Citizenship is an attitude, a state of mind, an emotional conviction that the whole is greater than the part...and that the part should be humbly proud to sacrifice itself that the whole may live.


I had an interchange sometime back about how we make our choices. Probably you know I am a sort of retired college prof. Shortly after I retired a colleague/friend was in the hospital and eventually died. I took one of his classes, and since then I have taught various classes that have needed filling for various reasons. Prof. N came here from the Soviet Union back when it was the Soviet Union. He has a Fields Medal, this makes him a serious star, he's a very good guy, but he has only limited knowledge of how things work here. He knew I had retired and he saw that I was working so he asked "Do they pay you for this?". "Yes, they don't have to pay me much but they have to pay me something otherwise I figure that they don't much want the job done". He got a big smile on his face and he stepped forward and shook my hand.

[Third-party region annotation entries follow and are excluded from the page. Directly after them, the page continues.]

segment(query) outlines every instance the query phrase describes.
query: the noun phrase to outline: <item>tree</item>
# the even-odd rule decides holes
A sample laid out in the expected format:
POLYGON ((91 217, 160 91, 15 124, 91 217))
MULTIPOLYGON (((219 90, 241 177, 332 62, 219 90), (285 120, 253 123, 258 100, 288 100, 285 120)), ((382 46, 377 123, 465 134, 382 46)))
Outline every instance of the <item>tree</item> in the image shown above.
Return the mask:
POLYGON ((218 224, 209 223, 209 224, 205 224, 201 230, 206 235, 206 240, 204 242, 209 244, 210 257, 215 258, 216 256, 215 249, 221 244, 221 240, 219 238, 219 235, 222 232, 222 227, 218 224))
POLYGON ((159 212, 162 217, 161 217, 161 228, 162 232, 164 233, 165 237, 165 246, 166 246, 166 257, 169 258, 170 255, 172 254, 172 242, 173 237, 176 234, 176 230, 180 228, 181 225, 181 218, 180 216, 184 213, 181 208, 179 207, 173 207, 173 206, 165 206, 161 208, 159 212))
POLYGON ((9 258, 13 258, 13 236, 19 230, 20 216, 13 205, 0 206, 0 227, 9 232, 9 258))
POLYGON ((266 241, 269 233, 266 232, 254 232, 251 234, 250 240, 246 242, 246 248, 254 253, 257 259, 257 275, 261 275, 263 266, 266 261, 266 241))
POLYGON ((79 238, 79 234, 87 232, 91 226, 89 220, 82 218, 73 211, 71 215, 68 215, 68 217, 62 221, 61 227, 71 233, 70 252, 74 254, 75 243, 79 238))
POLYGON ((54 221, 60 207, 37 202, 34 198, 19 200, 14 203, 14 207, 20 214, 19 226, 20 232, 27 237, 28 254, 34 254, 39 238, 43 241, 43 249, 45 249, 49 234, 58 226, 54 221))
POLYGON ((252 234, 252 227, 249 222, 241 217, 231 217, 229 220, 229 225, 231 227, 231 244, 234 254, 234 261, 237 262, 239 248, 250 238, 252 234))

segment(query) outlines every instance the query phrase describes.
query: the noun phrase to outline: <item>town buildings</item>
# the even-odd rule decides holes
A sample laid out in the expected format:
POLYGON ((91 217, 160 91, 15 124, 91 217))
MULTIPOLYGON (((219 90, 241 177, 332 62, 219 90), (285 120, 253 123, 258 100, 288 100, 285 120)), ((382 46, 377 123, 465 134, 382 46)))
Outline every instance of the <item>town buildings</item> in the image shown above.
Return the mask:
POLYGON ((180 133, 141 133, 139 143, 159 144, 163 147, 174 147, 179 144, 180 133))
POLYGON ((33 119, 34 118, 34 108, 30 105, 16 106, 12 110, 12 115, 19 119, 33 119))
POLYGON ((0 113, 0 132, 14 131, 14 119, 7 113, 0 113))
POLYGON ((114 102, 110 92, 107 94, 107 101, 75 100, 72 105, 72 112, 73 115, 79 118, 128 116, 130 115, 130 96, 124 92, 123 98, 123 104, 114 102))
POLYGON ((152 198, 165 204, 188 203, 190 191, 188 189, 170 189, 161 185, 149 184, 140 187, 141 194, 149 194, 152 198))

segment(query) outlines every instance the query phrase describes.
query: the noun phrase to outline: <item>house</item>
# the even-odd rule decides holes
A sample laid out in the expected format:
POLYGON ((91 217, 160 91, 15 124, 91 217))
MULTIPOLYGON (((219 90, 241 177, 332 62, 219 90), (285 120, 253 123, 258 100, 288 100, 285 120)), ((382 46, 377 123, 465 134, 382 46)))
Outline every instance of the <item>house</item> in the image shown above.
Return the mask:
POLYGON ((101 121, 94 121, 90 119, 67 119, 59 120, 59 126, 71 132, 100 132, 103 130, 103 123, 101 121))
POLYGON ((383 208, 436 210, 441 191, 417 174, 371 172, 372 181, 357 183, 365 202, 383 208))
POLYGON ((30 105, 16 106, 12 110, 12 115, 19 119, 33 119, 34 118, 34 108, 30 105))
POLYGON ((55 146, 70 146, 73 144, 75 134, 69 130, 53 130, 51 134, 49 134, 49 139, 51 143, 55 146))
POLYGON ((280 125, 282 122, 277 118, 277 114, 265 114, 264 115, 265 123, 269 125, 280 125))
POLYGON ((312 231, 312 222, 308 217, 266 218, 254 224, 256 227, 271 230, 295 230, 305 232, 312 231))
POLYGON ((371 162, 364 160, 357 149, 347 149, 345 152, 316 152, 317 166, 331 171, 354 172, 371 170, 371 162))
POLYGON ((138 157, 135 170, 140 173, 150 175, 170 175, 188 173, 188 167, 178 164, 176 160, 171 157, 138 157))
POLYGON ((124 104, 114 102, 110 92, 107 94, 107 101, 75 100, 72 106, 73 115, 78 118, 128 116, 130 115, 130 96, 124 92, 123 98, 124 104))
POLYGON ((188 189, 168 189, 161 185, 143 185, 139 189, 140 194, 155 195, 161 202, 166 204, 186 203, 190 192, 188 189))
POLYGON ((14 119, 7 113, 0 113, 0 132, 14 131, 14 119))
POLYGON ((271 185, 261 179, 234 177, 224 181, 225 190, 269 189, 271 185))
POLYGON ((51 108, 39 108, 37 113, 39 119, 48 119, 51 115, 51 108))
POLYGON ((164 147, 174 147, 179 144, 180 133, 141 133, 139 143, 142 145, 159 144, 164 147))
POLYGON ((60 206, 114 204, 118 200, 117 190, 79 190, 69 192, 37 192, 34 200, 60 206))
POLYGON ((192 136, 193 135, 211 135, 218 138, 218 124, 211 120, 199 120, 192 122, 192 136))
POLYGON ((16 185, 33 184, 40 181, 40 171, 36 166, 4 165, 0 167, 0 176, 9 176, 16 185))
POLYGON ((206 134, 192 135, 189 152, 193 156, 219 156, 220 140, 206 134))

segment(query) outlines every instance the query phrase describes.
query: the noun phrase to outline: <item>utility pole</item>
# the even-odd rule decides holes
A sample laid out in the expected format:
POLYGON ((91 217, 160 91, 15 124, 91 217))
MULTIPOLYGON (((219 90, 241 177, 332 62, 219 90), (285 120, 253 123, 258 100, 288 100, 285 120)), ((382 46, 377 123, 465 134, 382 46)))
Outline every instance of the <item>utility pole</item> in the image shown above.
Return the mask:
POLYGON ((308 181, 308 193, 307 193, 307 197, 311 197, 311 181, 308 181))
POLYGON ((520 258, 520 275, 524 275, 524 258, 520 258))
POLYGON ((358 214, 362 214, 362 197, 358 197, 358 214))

I have come to know quite a few people from the Soviet Union and they invariably take very kindly to such above sentiments as opposed to the "humbly proud to sacrifice" sort.

As for military service, my experience is along the lines of Richard's and I agree entirely that it is the norm. As high school graduation approached I was trying to decide what to do. For reasons both financial and cultural my parents would not be paying college tuition. Maybe I could swing it, or maybe I would join the Navy. I hadn't decided. Then I got a scholarship, that settled the question.

Which brings up another issue. The above was in 1956. Except for the Suez Crisis, which we stayed out of, there wasn't much going on. If we talk about Omaha Beach or Iwo Jima, yeah, we owe those guys a lot. I doubt that even they think that they get to vote and I don't, but yes, we owe them. But why spending, in the mid-fifties, two years on a ship instead of in college would give me some sort of special qualification for super-citizenship is hard to fathom.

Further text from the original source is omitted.